How It All Goes Down
A terrible disease called the Red Death has struck the country. It's incredibly fatal, horribly gruesome, and it's already killed off half the kingdom. But the ruler of these parts, Prince Prospero, doesn't seem to care about his poor, dying subjects. Instead, he decides to let the kingdom take care of itself while he and a thousand of his favorite knights and ladies shut themselves up in a fabulous castle to have one never-ending party. Wine, women, music, dancing, fools—Prospero's castle has it all. After the last guest enters, no one else can get in—the Prince has welded the doors shut. That means no one can get out, either…
About five or six months into his stay, Prospero decides to have a spectacular masquerade ball (a ball where the guests wear masks and costumes). The setup is weird and wild, just like the Prince who designs it. The ball takes place in a suite of seven rooms, each one dressed up in a different color: blue, purple, green, orange, white, violet, and black. The black room, which looks like death, is awfully creepy—it's got dark black walls, blood red windows, and big black clock which chimes so eerily every hour that everybody at the party stops dancing and laughs nervously. Most of the frolicking masqueraders are too weirded out to go into the black room.
Anyway, the party's in full swing and everybody's having a wild time when the clock strikes midnight. Everyone stops dancing and falls momentarily silent, as usual. Then some of the dancers notice a guest no one had seen before, wearing a scandalous costume. Whoever the new guest is, he's decided to dress as a corpse, a corpse who died of… the Red Death. He's so frighteningly lifelike (deathlike?) he freaks everybody out, and he slowly starts "stalking" through the frightened crowd. When Prince Prospero sees the ghostly guest, he's furious that someone would have the nerve to wear such a costume, and orders him to be seized and unmasked. But no one has the guts to do it, including Prospero himself.

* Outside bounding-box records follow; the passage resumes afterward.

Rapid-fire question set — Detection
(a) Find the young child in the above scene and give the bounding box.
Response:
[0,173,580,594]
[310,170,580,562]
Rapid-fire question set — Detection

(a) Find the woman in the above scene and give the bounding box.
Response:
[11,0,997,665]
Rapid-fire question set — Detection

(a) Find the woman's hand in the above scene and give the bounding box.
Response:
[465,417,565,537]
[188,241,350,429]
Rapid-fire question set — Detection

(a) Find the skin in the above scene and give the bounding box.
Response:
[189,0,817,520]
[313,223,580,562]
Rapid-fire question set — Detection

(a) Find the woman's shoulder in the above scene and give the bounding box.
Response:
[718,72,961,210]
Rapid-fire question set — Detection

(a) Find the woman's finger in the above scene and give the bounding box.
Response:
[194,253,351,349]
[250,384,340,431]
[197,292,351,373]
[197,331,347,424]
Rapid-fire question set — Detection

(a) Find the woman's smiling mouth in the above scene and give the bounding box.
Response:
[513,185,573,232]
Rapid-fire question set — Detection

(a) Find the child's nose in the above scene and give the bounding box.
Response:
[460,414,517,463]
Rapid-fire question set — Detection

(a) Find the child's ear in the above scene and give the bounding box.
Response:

The Red Death masquerader passes within a few feet of the Prince and starts to walk through the rooms, heading toward the black room. Prospero loses it and runs after him in a rage, drawing his dagger as he approaches. But just as Prospero reaches the edge of the black room, the corpselike guest suddenly whirls around to face him, and Prospero falls to the ground, dead. The shocked crowd throws itself at the guest, only to discover in horror that there's nothing underneath the mask and costume. The Red Death itself has come to the party. One by one the guests die, spilling their blood all over Prospero's lavish rooms. The candles go out, leaving only "darkness, decay, and the Red Death."